How long has it been that other “red” carpets haven’t been red, even though everyone calls them that anyway? Probably since the mid-2010s when the idea of personal Instagram aesthetics gripped the culture and red carpet event planners realized, hey, photo backdrops kinda matter! The Met Gala had a pink printed carpet in 2016, abandoning red as the de facto choice from then on. The Emmys arrivals carpet was champagne in 2018. The 2022 Tony Awards had a gray carpet. Events that have anything to do with climate change are expected to have green carpets. And on and on.
The Oscars are the second biggest red carpet event of the year after the Met Gala, and this year, organizers hired consultants with Met Gala planning experience, Lisa Love (yes, LC’s Teen Vogue boss on The Hills) and Raúl Àvila. This was part of the eight-part plan to return the Oscars to its former glory.

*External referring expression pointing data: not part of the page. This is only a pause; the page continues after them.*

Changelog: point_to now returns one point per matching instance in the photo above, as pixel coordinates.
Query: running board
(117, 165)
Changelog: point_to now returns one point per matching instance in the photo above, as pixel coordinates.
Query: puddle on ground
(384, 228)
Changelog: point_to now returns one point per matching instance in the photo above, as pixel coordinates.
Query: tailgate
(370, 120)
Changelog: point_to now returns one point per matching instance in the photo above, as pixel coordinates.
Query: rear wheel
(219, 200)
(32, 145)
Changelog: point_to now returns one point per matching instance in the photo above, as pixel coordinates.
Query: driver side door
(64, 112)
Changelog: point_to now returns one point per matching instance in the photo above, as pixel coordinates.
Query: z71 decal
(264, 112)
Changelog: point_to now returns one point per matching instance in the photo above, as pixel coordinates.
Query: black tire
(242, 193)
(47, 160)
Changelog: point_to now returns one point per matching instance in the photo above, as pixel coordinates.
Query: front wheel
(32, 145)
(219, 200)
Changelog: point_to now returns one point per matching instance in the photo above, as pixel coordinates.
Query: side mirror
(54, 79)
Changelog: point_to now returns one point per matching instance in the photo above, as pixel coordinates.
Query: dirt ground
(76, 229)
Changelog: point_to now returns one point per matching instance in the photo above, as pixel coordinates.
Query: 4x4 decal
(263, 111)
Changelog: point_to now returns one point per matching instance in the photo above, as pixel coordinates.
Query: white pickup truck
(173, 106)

And while the ceremony isn’t quite there yet, the carpet color change was one important detail that helped drag this thing into the year 2023 and give it the energy it’s long needed.
The Oscars arrivals carpet has been red every single year since its first televised ceremony in 1961. Love and Àvila decided to cover it with a tent to make it feel like evening given the black tie dress code seemed mismatched to the 3 pm start time (the Met Gala tents the carpet as well). They realized a dark color didn’t work with the tent. “We chose this beautiful sienna, saffron color that evokes the sunset, because this is the sunset before the golden hour,” Love told the Associated Press.

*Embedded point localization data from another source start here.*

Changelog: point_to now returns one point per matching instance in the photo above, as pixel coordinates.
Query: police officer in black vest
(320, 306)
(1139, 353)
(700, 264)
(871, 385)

Love and Àvila did a good job with what I’m guessing their parameters were (would they have chosen to include Oscar statuette iconography on the step-and-repeat if they didn’t have to?). The whole carpet looked cleaner and more thoughtfully art-directed than it did last year. It especially looked better than this year’s tragic Golden Globes step-and-repeat, which is seared into my memory like Anna Wintour saying, when reviewing a layout in 2009 Vogue documentary The September Issue, “It looks like it's for blind people.”
Some accused the new light carpet of appearing “dirty,” but it wasn’t like it looked like someone had driven a tractor over it?? Yes, it’ll show stray threads and marks but talent and their clothes ought to distract from all that.